Introduces a new threshold graph composition method to establish W[2]-hardness of constant ratio approximation for parameterized k-SetCover, independent of PCP theorem.

Findings

W[2]-hardness of constant ratio approximation for parameterized k-SetCover

New threshold graph composition technique developed

Implications for non-parameterized k-SetCover approximation limits

Abstract

In this paper, we prove that it is W[2]-hard to approximate k-SetCover within any constant ratio. Our proof is built upon the recently developed threshold graph composition technique.
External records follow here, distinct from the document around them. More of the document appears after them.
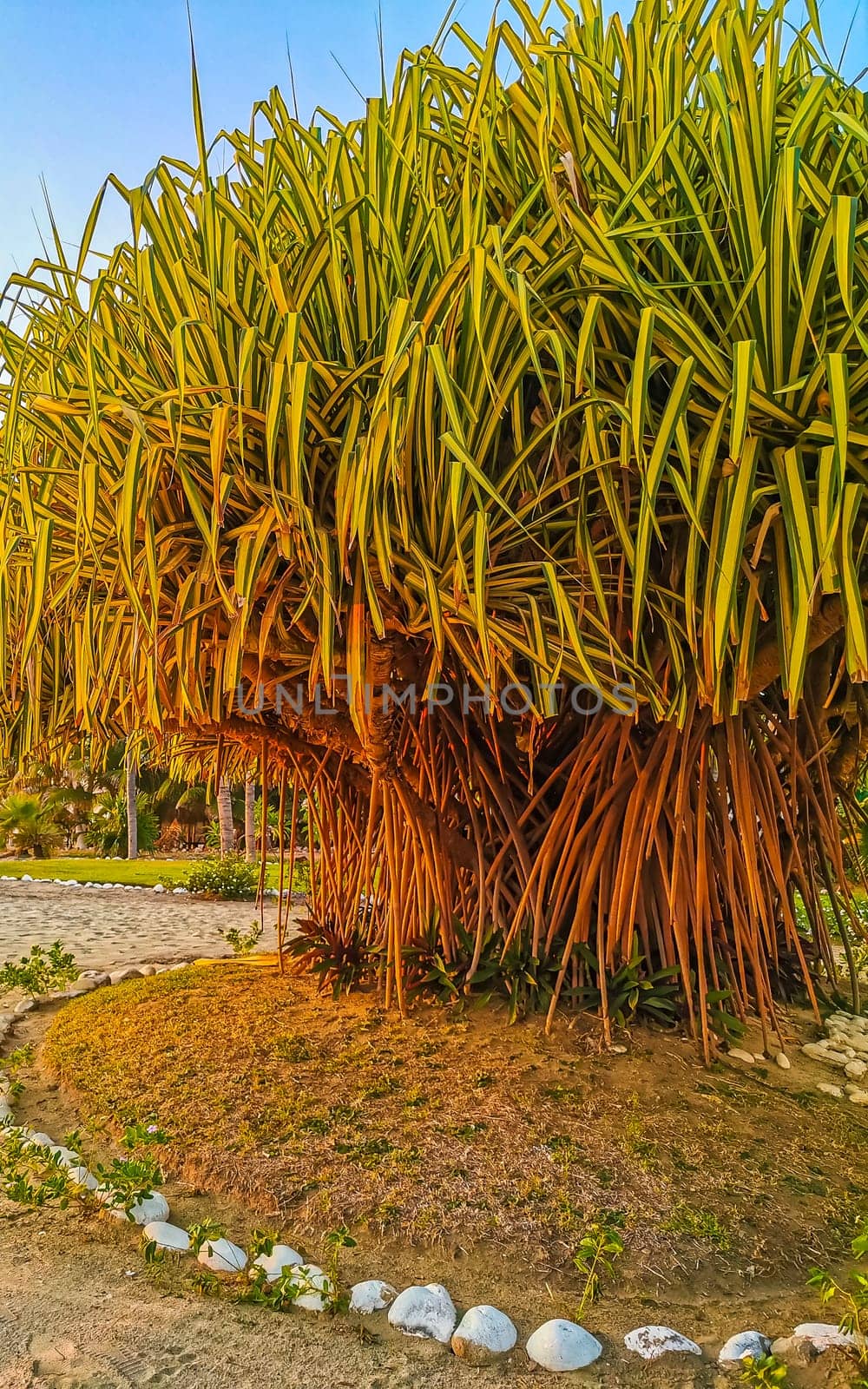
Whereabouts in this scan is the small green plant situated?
[0,1130,72,1210]
[808,1217,868,1364]
[0,940,79,998]
[95,1155,162,1218]
[739,1356,789,1389]
[0,1044,33,1102]
[186,854,260,901]
[220,921,262,958]
[286,921,382,998]
[664,1201,731,1248]
[572,1211,623,1320]
[187,1220,227,1254]
[121,1123,169,1153]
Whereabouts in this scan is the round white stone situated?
[253,1245,304,1283]
[718,1331,773,1366]
[97,1192,169,1225]
[49,1143,81,1167]
[350,1278,398,1317]
[623,1326,703,1359]
[196,1239,247,1274]
[525,1317,602,1373]
[290,1264,335,1311]
[23,1134,54,1148]
[451,1303,518,1366]
[389,1283,458,1346]
[141,1220,190,1254]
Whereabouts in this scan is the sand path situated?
[0,882,278,970]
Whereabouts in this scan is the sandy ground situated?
[0,882,278,970]
[0,884,852,1389]
[0,1203,480,1389]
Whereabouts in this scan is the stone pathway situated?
[0,882,278,970]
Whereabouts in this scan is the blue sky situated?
[0,0,868,283]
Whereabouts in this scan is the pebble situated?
[623,1326,703,1359]
[253,1245,304,1283]
[793,1321,857,1350]
[108,964,141,986]
[350,1278,398,1317]
[718,1331,773,1366]
[141,1220,190,1254]
[104,1192,169,1225]
[195,1244,247,1274]
[23,1132,54,1148]
[525,1317,602,1373]
[451,1304,518,1366]
[389,1283,457,1346]
[49,1143,82,1167]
We propose a strong notion of threshold graphs and use a new composition method to prove this result. Our technique could also be applied to rule out polynomial time $o\left(\frac{\log n}{\log \log n}\right)$ ratio approximation algorithms for the non-parameterized k-SetCover problem with $k$ as small as $O\left(\frac{\log n}{\log \log n}\right)^3$, assuming W[1]$\neq$FPT. We highlight that our proof does not depend on the well-known PCP theorem, and only involves simple combinatorial objects.